An equally crucial challenge for the Pakatan government is the plight of the relatively poor and disadvantaged. Increasing and equalising the minimum wage nationally is one of Pakatan’s pledges. It is also highly aware of why improving the quality of public housing, education, healthcare, transport and basic amenities will impact positively on the poor.

But relative deprivation in our society cannot be overcome unless one also regulates the huge salaries, bonuses and perks that the affluent minority regard as their privilege.

The fourth challenge is ethnic relations. Remarks and demands made within and without Pakatan by different individuals and parties in the first 100 days reveal ethnic and religious fault lines that the coalition has not dealt with as a grouping.

For instance, the uneasiness among some Malays over certain senior government appointments indicates not only a lack of appreciation of the Constitution but also points to a superficial understanding of what citizenship in a modern society entails.
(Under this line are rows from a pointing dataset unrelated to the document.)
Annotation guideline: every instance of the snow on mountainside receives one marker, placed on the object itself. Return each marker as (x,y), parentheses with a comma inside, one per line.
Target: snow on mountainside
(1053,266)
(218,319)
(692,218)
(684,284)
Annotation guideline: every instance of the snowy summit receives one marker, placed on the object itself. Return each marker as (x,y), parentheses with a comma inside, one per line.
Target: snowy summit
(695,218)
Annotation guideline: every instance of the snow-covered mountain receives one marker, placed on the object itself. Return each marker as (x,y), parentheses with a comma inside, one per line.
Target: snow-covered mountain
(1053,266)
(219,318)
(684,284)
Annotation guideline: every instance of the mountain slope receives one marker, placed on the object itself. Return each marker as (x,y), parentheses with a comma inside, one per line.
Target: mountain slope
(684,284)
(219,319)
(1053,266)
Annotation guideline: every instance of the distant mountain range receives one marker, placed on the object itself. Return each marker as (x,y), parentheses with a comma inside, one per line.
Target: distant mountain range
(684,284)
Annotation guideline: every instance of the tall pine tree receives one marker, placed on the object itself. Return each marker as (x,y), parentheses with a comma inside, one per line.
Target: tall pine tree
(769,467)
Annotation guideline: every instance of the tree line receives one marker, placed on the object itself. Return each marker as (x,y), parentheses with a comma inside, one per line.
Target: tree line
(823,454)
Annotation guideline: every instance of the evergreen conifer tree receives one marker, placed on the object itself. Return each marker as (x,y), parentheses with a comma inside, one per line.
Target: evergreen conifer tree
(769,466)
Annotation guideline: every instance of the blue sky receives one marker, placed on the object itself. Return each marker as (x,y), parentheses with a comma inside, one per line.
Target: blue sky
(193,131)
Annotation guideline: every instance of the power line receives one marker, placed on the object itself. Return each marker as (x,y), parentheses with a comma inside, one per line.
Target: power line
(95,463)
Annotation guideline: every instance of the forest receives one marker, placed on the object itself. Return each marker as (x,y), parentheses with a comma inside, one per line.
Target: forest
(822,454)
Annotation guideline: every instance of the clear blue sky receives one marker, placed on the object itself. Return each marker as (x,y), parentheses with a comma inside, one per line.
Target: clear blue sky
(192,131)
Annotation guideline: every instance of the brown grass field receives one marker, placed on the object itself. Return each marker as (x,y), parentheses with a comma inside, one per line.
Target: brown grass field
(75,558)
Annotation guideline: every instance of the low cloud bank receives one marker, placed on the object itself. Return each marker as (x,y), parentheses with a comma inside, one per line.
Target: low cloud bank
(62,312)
Similarly, grossly inaccurate views about the ethnicity of ancient communities in the region, the flow of peoples within Nusantara and the reality of colonial migration and its adverse impact upon contemporary ethnic relations show how much ignorance prevails even among Pakatan’s top political leaders. Indeed, one gets the impression that it has not really imbued its leadership and membership with the knowledge and understanding of how the Malaysian nation state evolved. Without such understanding, it will be difficult to navigate ethnic relations in the country.

Pakatan also has to deal with the rising calls for greater autonomy from Sarawak and Sabah. Enforcing the Malaysia Agreement of 1963 is a Pakatan promise. Genuine autonomy for the two states will require a re-appraisal of the federal structure itself.

Forging a foreign policy that safeguards Malaysia’s independence and sovereignty is a much greater challenge today than it was when Dr Mahathir first became Prime Minister in 1981. The negative response of the US to the rise of China in recent decades has transformed Asean into a potential cockpit of conflict. To reduce tension and minimise friction, Malaysia and its Asean neighbours will have to engage not just the US and China but also other nations in Asia such as Japan, the Koreas, India and Pakistan in constructive dialogue.

The seventh challenge is centred upon Pakatan itself. While we acknowledge that it is a new coalition of four parties, we realise that because it is in power and is forced to grapple with huge challenges, it must demonstrate a high degree of cohesion and unity. On many issues of governance, it has already achieved an appreciable measure of consensus. However, the same cannot be said for issues of identity related to ethnicity and religion. For coalitions linked to ethnic and religious communities, directly or indirectly, the politics of identity would be as critical as the ethics of governance.

To evolve a viable understanding on the politics of identity, Pakatan’s leading personalities from all the parties will have a decisive role to play.